For some children, social skills come naturally. They learn them vicariously through others: first, their parents and siblings, and later on, their peers. The umbrella phrase "social skills" includes a child's ability to communicate, problem-solving skills, decision-making skills, self-management and control, and relationships. Difficulties with social skills have several negative implications in one's life and can interfere with school, work, and life in general.

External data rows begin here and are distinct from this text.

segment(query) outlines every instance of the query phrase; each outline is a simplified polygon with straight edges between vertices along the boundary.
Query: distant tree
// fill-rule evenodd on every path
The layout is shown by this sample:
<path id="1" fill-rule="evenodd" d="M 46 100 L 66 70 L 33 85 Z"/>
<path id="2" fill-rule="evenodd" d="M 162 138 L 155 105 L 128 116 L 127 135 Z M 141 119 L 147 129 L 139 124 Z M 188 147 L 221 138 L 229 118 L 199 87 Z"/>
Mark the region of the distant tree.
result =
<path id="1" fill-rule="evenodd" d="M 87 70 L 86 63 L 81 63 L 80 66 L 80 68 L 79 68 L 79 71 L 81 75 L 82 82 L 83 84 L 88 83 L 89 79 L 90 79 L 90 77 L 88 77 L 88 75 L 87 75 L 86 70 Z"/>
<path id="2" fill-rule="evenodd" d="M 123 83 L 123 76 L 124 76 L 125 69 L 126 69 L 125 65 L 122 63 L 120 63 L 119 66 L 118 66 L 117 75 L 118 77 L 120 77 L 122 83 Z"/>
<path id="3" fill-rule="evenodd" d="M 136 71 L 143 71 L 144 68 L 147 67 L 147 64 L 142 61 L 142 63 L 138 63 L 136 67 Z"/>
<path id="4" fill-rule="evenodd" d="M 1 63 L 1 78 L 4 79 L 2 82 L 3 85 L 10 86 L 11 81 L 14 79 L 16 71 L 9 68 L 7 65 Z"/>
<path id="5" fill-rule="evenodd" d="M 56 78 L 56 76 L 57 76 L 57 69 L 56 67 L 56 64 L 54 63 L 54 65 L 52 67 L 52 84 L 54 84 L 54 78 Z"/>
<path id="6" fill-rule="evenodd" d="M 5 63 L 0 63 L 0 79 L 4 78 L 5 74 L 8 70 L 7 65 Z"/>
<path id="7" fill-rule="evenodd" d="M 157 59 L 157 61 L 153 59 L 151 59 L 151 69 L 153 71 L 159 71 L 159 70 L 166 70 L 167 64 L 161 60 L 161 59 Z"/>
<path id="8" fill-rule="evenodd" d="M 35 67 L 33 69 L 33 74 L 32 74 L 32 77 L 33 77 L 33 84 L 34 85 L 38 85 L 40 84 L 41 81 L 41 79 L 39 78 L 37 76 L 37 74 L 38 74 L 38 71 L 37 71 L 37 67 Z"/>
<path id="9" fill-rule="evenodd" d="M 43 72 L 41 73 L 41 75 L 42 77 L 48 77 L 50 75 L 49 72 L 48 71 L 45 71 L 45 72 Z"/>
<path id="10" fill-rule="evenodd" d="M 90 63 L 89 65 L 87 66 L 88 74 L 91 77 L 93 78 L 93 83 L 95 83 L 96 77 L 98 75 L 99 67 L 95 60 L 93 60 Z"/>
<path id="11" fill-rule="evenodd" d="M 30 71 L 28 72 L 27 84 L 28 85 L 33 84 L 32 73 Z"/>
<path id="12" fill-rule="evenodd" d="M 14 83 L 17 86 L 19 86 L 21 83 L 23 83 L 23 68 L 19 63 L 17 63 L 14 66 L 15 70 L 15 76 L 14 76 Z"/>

Poor social skills are very common in children with learning disabilities and especially nonverbal learning disabilities. Children who present serious difficulty with their social skills may have what is referred to as "pragmatic communication deficits". This develops with age. Early on, children with pragmatic communication deficits may display difficulties with physical communication; subsequently, they display verbal difficulties later on in life.
There are many red flags to determine if you should have your child evaluated for pragmatic communication skills. Physical difficulties include: poor eye contact (usually the first sign of a communication disorder), an inability or miscomprehension of socially appropriate conversational distance, body language that does not match speech (either too enthusiastic or no body language at all to facilitate context), or facial expressions that do not match speech (forgetting to smile, nod for approval). You can envision how this might make social relationships difficult. A dissonance between body language and context throws off the listener, which might deter a friendship in-the-making. It causes discomfort and confusion in the listener.
Verbal difficulties may include: an inclination to constantly talk about random topics, entirely irrelevant to a given conversation, a miscomprehension of when or how it is appropriate to interrupt someone else who is speaking, TMI (too much information) during initial encounters
(which might make the listener uncomfortable), trouble relating volume of voice to context, trouble receiving compliments or often insulting others without intent, trouble introducing one's self, avoiding groups and acknowledging others when entering a room.
(which might make the listener uncomfortable), trouble relating volume of voice to context, trouble receiving compliments or often insulting others without intent, trouble introducing one's self, avoiding groups and acknowledging others when entering a room.
Thinking difficulties may include: an inability to take into account another's emotional state before speaking (Can I see where you buried your dog today?), taking jokes or sarcasm literally, laughing or talking at inappropriate times or places, inability to pick up on cues to continue conversation, and an inability to "think" before "saying", which may result in insult to another or to one's self. (Spivey, 2)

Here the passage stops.